When an accused challenges the sufficiency of the evidence, an appellate court's standard of review is whether, after considering the evidence in the light most favorable to the prosecution, any rational trier of fact could have found the essential elements of the crime beyond a reasonable doubt. Tenn. R. App. P. 13(e); Jackson v. Virginia, 443 U.S. 307, 324, 99 S. Ct. 2781, 2791-92 (1979); State v. Winters, 137 S.W.3d 641, 654 (Tenn.Crim.App. 2003). The rule applies to findings of guilt based upon direct evidence, circumstantial evidence, or a combination of direct and circumstantial evidence. Winters, 137 S.W.3d at 654.
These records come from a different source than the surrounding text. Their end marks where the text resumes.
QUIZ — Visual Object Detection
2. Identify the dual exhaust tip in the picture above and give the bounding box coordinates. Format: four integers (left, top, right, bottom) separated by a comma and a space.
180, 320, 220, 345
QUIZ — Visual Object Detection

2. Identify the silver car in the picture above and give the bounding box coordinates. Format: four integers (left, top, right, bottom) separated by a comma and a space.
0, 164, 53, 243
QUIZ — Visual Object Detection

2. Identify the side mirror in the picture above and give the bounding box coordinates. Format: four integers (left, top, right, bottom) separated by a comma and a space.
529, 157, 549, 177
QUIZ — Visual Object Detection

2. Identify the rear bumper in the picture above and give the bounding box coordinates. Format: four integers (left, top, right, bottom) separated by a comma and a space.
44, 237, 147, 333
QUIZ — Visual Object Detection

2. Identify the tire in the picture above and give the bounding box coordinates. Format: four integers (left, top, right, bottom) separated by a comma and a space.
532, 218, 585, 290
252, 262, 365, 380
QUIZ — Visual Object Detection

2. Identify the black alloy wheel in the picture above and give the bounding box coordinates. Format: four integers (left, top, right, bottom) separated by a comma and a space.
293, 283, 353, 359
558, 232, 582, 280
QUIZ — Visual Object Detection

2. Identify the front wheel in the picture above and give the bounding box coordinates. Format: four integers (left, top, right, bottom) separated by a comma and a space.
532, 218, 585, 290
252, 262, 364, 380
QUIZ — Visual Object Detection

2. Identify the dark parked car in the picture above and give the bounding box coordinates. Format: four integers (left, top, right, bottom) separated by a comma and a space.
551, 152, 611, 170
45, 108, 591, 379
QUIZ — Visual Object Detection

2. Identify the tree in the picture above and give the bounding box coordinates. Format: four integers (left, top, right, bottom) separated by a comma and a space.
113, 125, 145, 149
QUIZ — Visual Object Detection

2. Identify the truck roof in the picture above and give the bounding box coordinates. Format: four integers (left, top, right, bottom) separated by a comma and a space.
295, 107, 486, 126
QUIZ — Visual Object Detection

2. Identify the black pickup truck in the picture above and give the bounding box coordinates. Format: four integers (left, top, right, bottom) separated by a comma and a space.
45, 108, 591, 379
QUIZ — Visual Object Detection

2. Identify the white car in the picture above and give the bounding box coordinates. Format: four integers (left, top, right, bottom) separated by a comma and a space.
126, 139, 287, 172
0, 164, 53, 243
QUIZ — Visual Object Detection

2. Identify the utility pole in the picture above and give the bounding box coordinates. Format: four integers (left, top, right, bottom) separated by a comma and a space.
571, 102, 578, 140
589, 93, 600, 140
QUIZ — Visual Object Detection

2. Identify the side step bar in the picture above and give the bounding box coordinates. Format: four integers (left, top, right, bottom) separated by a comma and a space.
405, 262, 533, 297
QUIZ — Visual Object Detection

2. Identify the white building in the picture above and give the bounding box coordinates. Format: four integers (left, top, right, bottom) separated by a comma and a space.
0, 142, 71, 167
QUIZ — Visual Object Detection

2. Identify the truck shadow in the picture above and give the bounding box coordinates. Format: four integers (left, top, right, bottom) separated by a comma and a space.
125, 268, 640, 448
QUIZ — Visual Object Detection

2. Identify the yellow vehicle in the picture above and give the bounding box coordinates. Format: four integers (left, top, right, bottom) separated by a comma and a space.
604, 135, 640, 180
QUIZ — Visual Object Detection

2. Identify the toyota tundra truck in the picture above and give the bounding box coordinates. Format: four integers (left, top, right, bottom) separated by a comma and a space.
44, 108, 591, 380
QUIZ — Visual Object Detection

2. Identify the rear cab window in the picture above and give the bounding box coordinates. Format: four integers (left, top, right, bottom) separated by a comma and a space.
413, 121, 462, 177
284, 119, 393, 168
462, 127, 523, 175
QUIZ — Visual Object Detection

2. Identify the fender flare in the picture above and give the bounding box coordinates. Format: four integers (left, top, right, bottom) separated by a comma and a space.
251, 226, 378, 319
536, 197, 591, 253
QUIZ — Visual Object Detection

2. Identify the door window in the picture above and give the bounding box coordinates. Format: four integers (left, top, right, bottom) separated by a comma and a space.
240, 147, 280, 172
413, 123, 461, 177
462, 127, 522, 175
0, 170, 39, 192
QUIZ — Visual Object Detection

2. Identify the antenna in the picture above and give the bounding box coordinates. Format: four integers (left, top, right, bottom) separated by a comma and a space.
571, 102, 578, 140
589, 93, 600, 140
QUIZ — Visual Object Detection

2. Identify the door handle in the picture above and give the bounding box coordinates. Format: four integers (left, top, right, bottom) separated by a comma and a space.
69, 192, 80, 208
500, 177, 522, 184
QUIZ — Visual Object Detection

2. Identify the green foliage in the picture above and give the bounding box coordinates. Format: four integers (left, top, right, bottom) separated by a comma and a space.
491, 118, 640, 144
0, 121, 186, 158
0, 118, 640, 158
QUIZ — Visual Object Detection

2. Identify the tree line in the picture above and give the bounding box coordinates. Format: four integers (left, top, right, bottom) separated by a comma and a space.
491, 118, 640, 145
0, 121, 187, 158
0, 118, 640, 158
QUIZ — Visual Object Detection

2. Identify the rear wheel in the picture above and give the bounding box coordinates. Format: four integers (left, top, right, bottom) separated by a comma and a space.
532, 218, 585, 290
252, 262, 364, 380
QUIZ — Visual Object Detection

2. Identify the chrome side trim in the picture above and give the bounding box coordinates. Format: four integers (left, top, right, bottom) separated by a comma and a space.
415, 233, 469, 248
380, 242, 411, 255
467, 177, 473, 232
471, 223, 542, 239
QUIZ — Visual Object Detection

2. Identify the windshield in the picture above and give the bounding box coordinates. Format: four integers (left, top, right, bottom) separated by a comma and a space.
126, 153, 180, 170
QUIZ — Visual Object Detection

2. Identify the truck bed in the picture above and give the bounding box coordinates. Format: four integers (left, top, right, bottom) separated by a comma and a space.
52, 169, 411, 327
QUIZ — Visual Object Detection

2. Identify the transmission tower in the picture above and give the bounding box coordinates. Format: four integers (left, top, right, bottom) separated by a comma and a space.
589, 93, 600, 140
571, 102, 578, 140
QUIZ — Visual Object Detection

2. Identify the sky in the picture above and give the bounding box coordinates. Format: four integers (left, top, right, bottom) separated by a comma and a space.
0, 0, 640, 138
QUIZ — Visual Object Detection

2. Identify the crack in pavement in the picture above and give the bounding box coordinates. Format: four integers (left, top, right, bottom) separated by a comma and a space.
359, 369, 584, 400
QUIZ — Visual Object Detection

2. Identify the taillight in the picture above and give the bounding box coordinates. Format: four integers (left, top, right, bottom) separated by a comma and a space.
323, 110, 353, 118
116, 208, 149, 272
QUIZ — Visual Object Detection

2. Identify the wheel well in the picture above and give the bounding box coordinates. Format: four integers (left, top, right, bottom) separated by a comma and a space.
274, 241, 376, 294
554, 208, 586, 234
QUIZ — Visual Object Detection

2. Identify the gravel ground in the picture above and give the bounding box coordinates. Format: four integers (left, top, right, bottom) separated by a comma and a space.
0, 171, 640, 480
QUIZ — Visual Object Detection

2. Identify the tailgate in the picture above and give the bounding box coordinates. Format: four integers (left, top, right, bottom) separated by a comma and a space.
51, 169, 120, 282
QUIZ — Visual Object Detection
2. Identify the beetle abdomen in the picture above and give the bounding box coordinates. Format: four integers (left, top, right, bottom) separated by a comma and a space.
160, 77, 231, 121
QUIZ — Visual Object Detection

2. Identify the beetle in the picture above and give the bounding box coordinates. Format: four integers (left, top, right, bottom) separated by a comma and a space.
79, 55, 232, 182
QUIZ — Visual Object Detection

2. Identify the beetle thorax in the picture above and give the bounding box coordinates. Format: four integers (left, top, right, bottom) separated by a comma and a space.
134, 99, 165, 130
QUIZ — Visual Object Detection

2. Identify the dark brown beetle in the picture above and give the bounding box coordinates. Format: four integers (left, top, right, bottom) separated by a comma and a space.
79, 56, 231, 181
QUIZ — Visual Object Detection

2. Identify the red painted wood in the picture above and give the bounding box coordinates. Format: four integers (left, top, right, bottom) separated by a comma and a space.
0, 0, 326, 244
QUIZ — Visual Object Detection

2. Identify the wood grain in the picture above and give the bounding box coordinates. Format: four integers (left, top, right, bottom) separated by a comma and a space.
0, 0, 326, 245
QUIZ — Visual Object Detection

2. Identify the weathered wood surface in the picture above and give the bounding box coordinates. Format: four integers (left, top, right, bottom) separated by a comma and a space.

In determining the sufficiency of the evidence, this court should neither re-weigh the evidence nor substitute its inferences for those drawn by the trier of fact. Id. at 655. Questions concerning the credibility of the witnesses, the weight and value of the evidence, as well as all factual issues raised by the evidence are resolved by the trier of fact. State v. Cabbage, 571 S.W.2d 832, 835 (Tenn. 1978). Significantly, this court must afford the State of Tennessee the strongest legitimate view of the evidence contained in the record as well as all reasonable and legitimate inferences which may be drawn from the evidence. Id.

For purposes of the present case, "[a] person commits extortion who uses coercion upon another person with the intent to . . . obtain property, services, any advantage or immunity." T.C.A. § 39-14-112(a) (2006). "Coercion" is defined as "a threat, however communicated, to . . . [c]ommit any offense; . . . [w]rongfully accuse any person of any offense; . . . [e]xpose any person to hatred, contempt or ridicule; . . . [h]arm the credit or business repute of any person; or . . . [t]ake or withhold action as a public servant or cause a public servant to take or withhold action." Id. § 39-11-106(a)(3). "Because the harm is the use of coercion for the above purposes, the offense is committed even though the offender's efforts are unsuccessful. . . ." Id. § 39-14-112, Sentencing Comm'n Comments.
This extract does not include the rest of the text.